Hydrodynamic drag (D) seems to be one of the major determinants of swimming performance. D is usually divided into pressure, friction and wave drag (Dw). Meanwhile, Dw can be due to two distinct phenomena: (i) wave production (Dwwp) and (ii) transfer of negative wave momentum (Dwtm). Dwwp refers to the energy dissipated from the kinetic energy of the swimmer and used to generate waves, and Dwtm refers to the drag effect (reduction of forward kinetic energy of the swimmer) attributed to the impact of waves produced by others, or produced by the swimmer itself and rebounded at a swimming pool wall.
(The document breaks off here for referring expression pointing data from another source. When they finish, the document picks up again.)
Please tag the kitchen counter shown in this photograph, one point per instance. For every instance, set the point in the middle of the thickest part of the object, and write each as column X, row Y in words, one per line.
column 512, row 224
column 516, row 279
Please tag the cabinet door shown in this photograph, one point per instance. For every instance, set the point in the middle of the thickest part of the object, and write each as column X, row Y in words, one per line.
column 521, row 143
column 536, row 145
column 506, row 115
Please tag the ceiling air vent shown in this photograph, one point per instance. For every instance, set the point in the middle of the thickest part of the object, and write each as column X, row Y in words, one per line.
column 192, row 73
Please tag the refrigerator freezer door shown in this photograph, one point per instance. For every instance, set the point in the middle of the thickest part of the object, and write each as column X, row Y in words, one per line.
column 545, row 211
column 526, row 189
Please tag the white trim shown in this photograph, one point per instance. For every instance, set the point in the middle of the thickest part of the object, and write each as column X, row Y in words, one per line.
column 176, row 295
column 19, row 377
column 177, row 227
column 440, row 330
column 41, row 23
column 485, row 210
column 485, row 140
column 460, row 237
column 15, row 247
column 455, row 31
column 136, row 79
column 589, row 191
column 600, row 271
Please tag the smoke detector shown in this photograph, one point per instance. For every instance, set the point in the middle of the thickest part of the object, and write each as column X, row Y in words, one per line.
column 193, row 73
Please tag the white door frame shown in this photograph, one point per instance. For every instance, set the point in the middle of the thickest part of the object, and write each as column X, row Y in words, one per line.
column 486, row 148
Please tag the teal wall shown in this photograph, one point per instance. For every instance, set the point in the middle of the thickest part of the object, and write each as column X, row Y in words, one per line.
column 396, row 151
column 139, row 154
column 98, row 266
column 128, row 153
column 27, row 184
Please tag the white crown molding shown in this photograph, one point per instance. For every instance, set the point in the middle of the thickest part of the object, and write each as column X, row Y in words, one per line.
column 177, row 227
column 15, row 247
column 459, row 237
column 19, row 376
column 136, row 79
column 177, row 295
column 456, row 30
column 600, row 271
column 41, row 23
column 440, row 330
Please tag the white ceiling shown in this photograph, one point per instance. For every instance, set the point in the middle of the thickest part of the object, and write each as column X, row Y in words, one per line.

In order to define the competition lane of each swimmer, the competition swimming pools dispose of swimming-line separation ropes (S-LSR). In the meantime, the manufacturers of this S-LSR claim that they have the ability to absorb waving energy, and thus to dissipate waves avoiding Dw tm, and other perturbing wave effects. The purpose of this research was to characterize the swimmer’s wave production, and to measure the effect upon the wave energy dissipation of a common S-LSR (Fig.1).